NICE describes itself as providing ‘independent, authoritative and evidence-based guidance on the most effective ways to prevent, diagnose and treat disease and ill health’.
The medical profession should therefore expect NICE to base its findings on full data disclosure and independently evaluated cost-benefit of statins. Simply asserting that it is independent seems unconvincing.
I believe such guidance would not have the confidence of the majority of GPs charged with its implementation. In May 2014 the LMCs conference passed a unanimous motion calling for NICE to recommend such changes only on the basis of a full disclosure of trial data.
I developed side-effects
Before retiring I was a GP for more than 30 years and prescribed statins with little concern, until I took statins myself for over two years. I developed side-effects including myalgia, backache and sleep disturbance. I stopped taking statins and my symptoms largely disappeared. An intervention trial evaluating rosuvastatin revealed that one in 100 women taking a statin risked developing type-2 diabetes at 1.9 years.

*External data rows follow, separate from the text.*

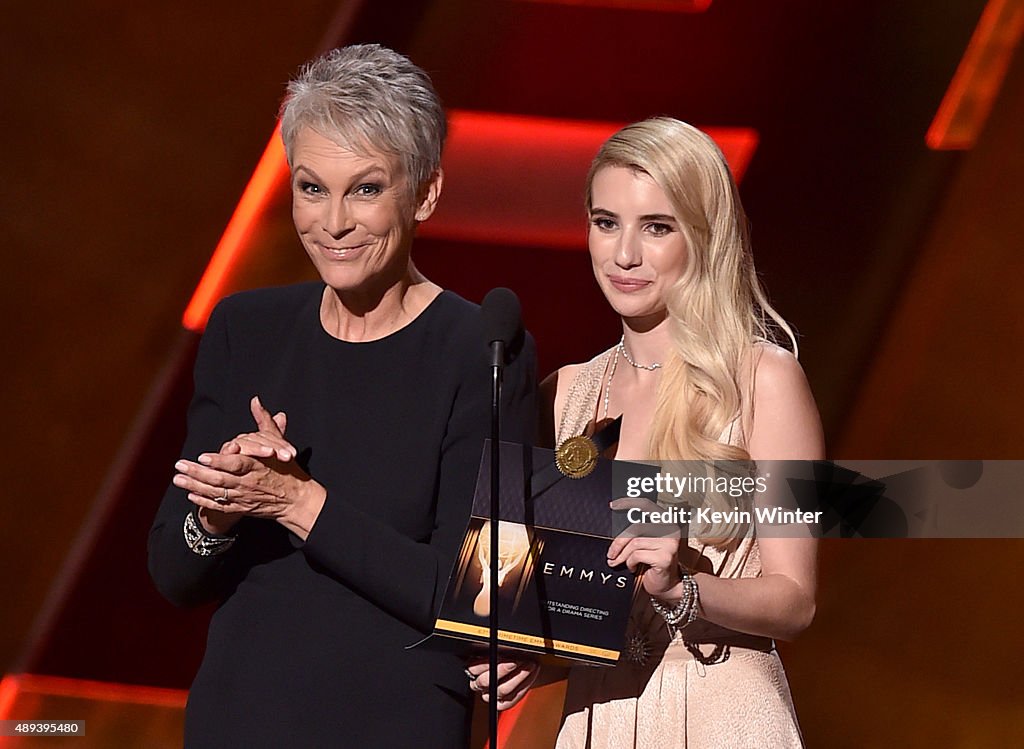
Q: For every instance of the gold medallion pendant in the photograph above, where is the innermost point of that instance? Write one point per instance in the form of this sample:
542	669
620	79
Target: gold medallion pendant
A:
577	457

For these individuals the chance of contracting diabetes is roughly the same as the chance of avoiding a non-fatal heart attack. For those with a low risk of cardiovascular disease,130 people need to take statins for a year to prevent just one unwanted health outcome.
At present, it is estimated that approximately 7 million people in the UK take statins. If NICE guidance is followed the number could increase by several million. The evidence for the benefit in primary prevention – ie preventing cardiovascular disease in people who do not have any diagnosed cardiovascular disease – is weak. The side-effect data has been declared commercially out of bounds, leaving medics and patients unable to evaluate the cost-benefit of these drugs.

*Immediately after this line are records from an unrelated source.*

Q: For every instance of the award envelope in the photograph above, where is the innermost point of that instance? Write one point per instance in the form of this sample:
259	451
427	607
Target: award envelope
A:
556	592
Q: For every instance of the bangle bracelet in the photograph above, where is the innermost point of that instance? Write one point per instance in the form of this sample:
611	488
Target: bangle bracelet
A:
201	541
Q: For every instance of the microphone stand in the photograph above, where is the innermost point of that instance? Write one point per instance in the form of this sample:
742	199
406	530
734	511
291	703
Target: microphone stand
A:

Now imagine the costs and workload of follow-up appointments and hospital investigations that patients experiencing such side effects could incur.
Perhaps more worryingly, statins provide false reassurances that may discourage patients from taking the steps that actually reduce cardiovascular disease. According to the World Health Organisation, 80% of cardiovascular disease is caused by smoking, lack of exercise, an unhealthy diet, and other lifestyle factors. Statins give the illusion of protection to many people who would be much better served, for example, by simply walking an extra 10 minutes per day, and avoiding processed food.

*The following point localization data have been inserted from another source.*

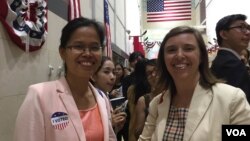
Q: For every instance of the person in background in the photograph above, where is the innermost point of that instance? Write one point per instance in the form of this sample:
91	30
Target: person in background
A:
104	79
127	71
69	109
126	82
233	36
140	88
117	89
244	55
143	102
194	105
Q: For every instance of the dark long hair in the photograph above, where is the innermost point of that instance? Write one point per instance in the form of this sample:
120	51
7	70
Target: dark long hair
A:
141	84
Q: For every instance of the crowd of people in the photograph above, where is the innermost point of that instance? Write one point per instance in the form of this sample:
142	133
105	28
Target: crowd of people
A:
173	97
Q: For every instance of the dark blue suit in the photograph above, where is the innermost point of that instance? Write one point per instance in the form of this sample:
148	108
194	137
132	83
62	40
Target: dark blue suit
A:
229	67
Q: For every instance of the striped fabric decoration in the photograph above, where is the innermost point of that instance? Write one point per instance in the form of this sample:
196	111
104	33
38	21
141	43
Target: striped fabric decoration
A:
74	9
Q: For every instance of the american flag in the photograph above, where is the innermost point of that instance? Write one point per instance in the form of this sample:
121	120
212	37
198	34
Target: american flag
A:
59	120
107	29
74	9
168	10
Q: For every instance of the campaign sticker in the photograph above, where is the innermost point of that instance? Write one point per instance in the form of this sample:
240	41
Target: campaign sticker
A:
60	120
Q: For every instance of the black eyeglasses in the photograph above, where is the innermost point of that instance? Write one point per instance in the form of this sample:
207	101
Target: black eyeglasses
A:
82	48
243	28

This does not mean that statins should be stopped for patients who are currently taking them and have shown benefits. It’s about statins being used appropriately, in the treatment and secondary prevention of cardiovascular disease. Patients should be sceptical about the guidelines, and have a meaningful dialogue with their doctors about statins, including what the evidence does and does not show, before deciding what is best for them. Good medicine should always be evidence based and given to the right patient at the right time.
I have tremendous respect for NICE, but, in my personal view this recommendation is flawed. I urge NICE to reconsider its position. Instead of converting millions of people into statin users, we should be focusing on the real factors that undeniably reduce the risk of heart disease: healthy diets, exercise, and avoiding smoking.
Dr Chand is BMA deputy chairman but is writing in a personal capacity.